New Passport Rules Go Into Effect on June 1st Kids Will Need a Birth Certificate
The Western Hemisphere Travel Initiative (WHTI) requires all citizens of the United States, Canada, Mexico, and Bermuda to have a passport or other accepted document that establishes the bearer’s identity and nationality to enter or depart the United States from within the Western Hemisphere.
The travel document requirements make up the departments of State and Homeland Security’s Western Hemisphere Travel Initiative. This change in travel document requirements is the result of recommendations made by the 9/11 Commission, which Congress subsequently passed into law in the Intelligence Reform and Terrorism Prevention Act of 2004.
This travel initiative is being implemented in two phases:
- Air travel requirements went into effect January 23, 2007 and now all travelers including children must present a passport or secure travel document when entering the United States by air.
- Land/Sea requirements are transitioning toward standard and consistent documents for all travelers entering the country with full implementation on June 1, 2009.
Land and Sea Documents
WHTI requires travelers to present a passport or other approved secure document denoting citizenship and identity for all land and sea travel into the United States. WHTI establishes document requirements for travelers entering the United States who were previously exempt, including citizens of the U.S., Canada and Bermuda. These document requirements are effective June 1, 2009.
Most travelers will require one of the following documents:
- U.S. citizens: A passport issued by the U.S. Government, a passport card, a valid trusted traveler program card (FAST, NEXUS, or SENTRI), an enhanced driver’s license(EDL), a Military ID with official travel orders, or a U.S. Merchant Mariner Document.
- Canadian citizens: A passport issued by the Government of Canada, a valid trusted traveler program card (FAST, NEXUS, or SENTRI), or an EDL.
- U.S. and Canadian children under the age of 16 will be able to present a birth certificate or other proof of citizenship. See the CBP website for more information about children traveling with a school or religious group, social organization, or sports team.
- Bermudians: A passport issued by the Government of Bermuda or the United Kingdom.
- Mexican citizens: Mexican citizens, including children, are currently required to present a passport with visa or a laser visa border crossing card, and therefore there is little to no expectation of change under these new requirements.

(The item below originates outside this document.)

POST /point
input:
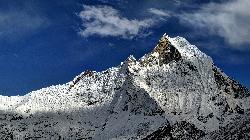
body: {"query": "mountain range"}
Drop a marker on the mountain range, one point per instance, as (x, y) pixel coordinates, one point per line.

Special Audiences / Issues:
- Children. U.S. and Canadian children under the age of 16 will be able to present the original or copy of their birth certificates, or other proof of citizenship such as a naturalization certificate or citizenship card. Groups of U.S. and Canadian children ages 16 through 18, when traveling with a school or religious group, social organization, or sports team will be able to enter under adult supervision with originals or copies of their birth certificates or other proof of citizenship.
- Native Americans. The Indian and North Affairs Canada Card and Tribal Enrollment Cards with a photo affixed to the card will be accepted until June 1, 2009. We expect that, in order to be designated as WHTI-compliant, many Native American tribes will have to enhance their tribal enrollment and identification cards. Members of the Kickapoo Band of Texas and Tribe of Oklahoma are permitted to present the Form I-872 American Indian Card in lieu of a passport, as they do currently.